For many of the approximately 100 community people who come in for fellowship and friendship – and a three course meal each Thursday evening, this is their ‘church’. Revive church plant (Melbourne, Australia) has a praise and commitment time each Saturday evening, a bunch of small groups and mid-week church, prayer fellowship every Monday evening, and has just started a school for young people who ‘have been asked to leave all other schools’! ‘These people are our friends,’ I regularly hear volunteers at the Café and Revive say. ‘These are the people that Jesus would be spending time with!’

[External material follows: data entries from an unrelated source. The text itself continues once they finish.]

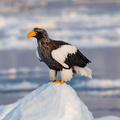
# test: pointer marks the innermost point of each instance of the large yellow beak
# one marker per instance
(31, 34)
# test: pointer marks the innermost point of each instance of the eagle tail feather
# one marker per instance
(83, 71)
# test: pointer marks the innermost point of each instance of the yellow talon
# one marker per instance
(56, 81)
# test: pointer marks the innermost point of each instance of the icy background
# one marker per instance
(94, 27)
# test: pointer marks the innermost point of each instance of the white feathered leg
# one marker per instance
(66, 74)
(53, 74)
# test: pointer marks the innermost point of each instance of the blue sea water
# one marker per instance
(95, 31)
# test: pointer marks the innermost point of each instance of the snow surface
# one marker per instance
(49, 102)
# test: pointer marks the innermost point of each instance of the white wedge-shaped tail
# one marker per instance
(83, 71)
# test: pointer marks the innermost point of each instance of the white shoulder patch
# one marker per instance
(61, 53)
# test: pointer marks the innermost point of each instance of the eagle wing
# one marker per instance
(68, 55)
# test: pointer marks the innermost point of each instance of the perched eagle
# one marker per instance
(60, 56)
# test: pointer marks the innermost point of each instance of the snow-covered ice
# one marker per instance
(49, 102)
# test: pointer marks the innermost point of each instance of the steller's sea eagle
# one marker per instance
(60, 56)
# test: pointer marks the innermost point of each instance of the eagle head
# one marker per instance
(38, 33)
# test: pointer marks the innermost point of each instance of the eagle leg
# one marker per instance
(56, 81)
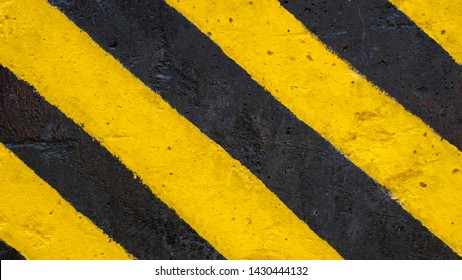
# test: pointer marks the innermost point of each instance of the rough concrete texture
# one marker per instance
(341, 203)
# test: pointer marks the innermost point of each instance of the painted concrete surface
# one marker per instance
(319, 104)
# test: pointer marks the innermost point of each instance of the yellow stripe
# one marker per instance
(375, 132)
(441, 20)
(40, 224)
(212, 192)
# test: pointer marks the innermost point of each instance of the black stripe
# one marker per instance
(335, 198)
(394, 53)
(9, 253)
(91, 179)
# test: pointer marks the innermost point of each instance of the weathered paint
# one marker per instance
(334, 197)
(9, 253)
(375, 132)
(86, 175)
(440, 19)
(388, 48)
(39, 44)
(40, 224)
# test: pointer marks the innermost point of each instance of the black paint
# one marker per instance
(91, 179)
(394, 53)
(9, 253)
(335, 198)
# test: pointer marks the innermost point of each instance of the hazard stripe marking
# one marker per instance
(314, 180)
(441, 20)
(383, 44)
(38, 223)
(9, 253)
(90, 178)
(168, 153)
(375, 132)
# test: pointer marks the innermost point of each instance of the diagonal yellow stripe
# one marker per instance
(376, 133)
(40, 224)
(441, 20)
(214, 193)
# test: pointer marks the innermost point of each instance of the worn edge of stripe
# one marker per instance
(265, 235)
(166, 83)
(394, 53)
(40, 224)
(418, 194)
(85, 174)
(441, 20)
(9, 253)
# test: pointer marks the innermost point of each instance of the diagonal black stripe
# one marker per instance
(9, 253)
(394, 53)
(91, 179)
(336, 199)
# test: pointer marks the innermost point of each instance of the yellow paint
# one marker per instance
(423, 171)
(440, 19)
(40, 224)
(211, 191)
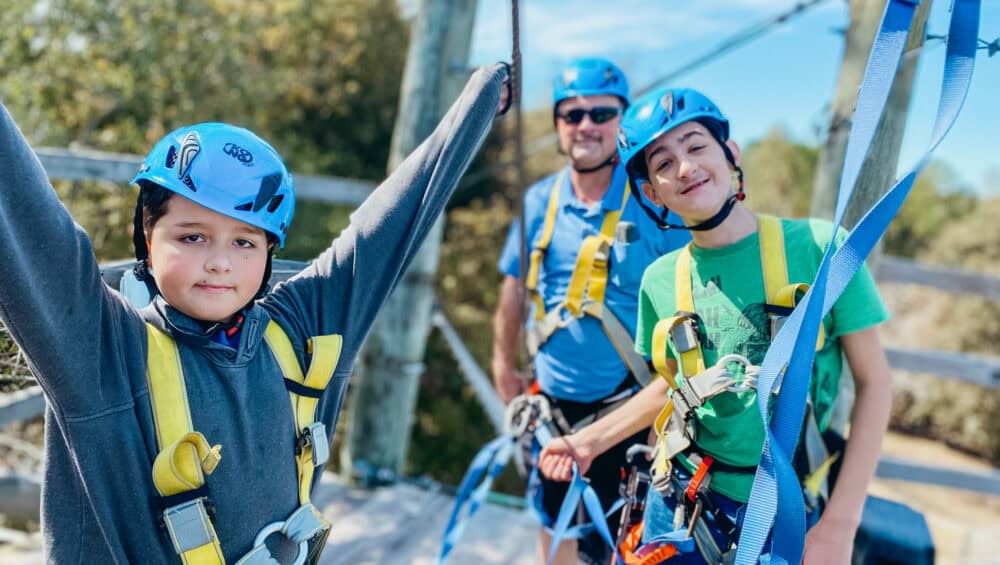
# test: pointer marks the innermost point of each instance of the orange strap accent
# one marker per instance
(535, 388)
(631, 544)
(699, 476)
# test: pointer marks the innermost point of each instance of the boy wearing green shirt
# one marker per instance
(676, 145)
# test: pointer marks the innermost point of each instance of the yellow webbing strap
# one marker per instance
(538, 253)
(661, 337)
(775, 267)
(325, 351)
(185, 455)
(772, 255)
(590, 274)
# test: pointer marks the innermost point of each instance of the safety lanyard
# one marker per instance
(776, 497)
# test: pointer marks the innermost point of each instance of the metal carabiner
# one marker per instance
(277, 527)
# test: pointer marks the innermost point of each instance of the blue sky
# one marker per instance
(784, 78)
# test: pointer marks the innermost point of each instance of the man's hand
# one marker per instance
(506, 92)
(556, 460)
(509, 382)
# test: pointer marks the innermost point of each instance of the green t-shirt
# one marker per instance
(728, 291)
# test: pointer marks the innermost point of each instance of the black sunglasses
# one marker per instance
(598, 114)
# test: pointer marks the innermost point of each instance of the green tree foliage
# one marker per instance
(779, 174)
(317, 79)
(935, 202)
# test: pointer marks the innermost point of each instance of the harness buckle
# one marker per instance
(260, 554)
(525, 413)
(314, 435)
(189, 525)
(685, 334)
(777, 322)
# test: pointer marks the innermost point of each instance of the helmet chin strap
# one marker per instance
(713, 222)
(609, 162)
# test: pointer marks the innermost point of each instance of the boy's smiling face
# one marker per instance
(206, 265)
(689, 172)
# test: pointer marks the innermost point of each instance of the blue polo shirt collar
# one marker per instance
(612, 198)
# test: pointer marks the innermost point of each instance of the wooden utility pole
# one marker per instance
(879, 169)
(380, 411)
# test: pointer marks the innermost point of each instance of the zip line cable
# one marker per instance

Revive church started as the vision of young adults, many of whom had disconnected from church but wanted to grow spiritually. Through their Bible reading, prayer and reflection, as well as inviting their unchurched friends to worship services – they were increasingly impressed that Jesus wanted them to relate to the hungry and needy. (Matt 25) There was a growing conviction that the gospel must be real – and make a difference in people’s lives, addressing the injustices of society. Having attended an inspirational conference – and after making up some chicken sandwiches, some headed out late one Saturday night to ‘feed the homeless’! Most they approached on the streets were not homeless – and even feared they were about to be assaulted! Then a social worker from the community spoke in their worship service about feeding the broken and addicted. A number went from that worship time to help him at the Dining Room – a community meal for homeless and addicted people, each Tuesday evening.
They now see that this was an important step – connecting with what is already happening in the community, learning from those already serving. ‘We learnt how the community related, what was needed, and we could see something that was working,’ says planter Julie Judd. ‘Out of our involvement in the Dinning Room we identified a need for families with children.’ That is where the idea of Vive Café started. Teams of volunteers have trained in relating to people in poverty and with addictions, and in food handling laws and ‘safe places’ for the vulnerable. Shopping centers, local newspaper offices and commercial restaurants have provided funding and meals – and also widened the team of volunteers from the community.
It is not a soup kitchen – but a meal for fellowship in the community. This is the only church (gathering) that these people know of! In the midst of the noise – chatter, music, kids running and playing, volunteers serving, clothes and food being distributed – there is ‘Peace’!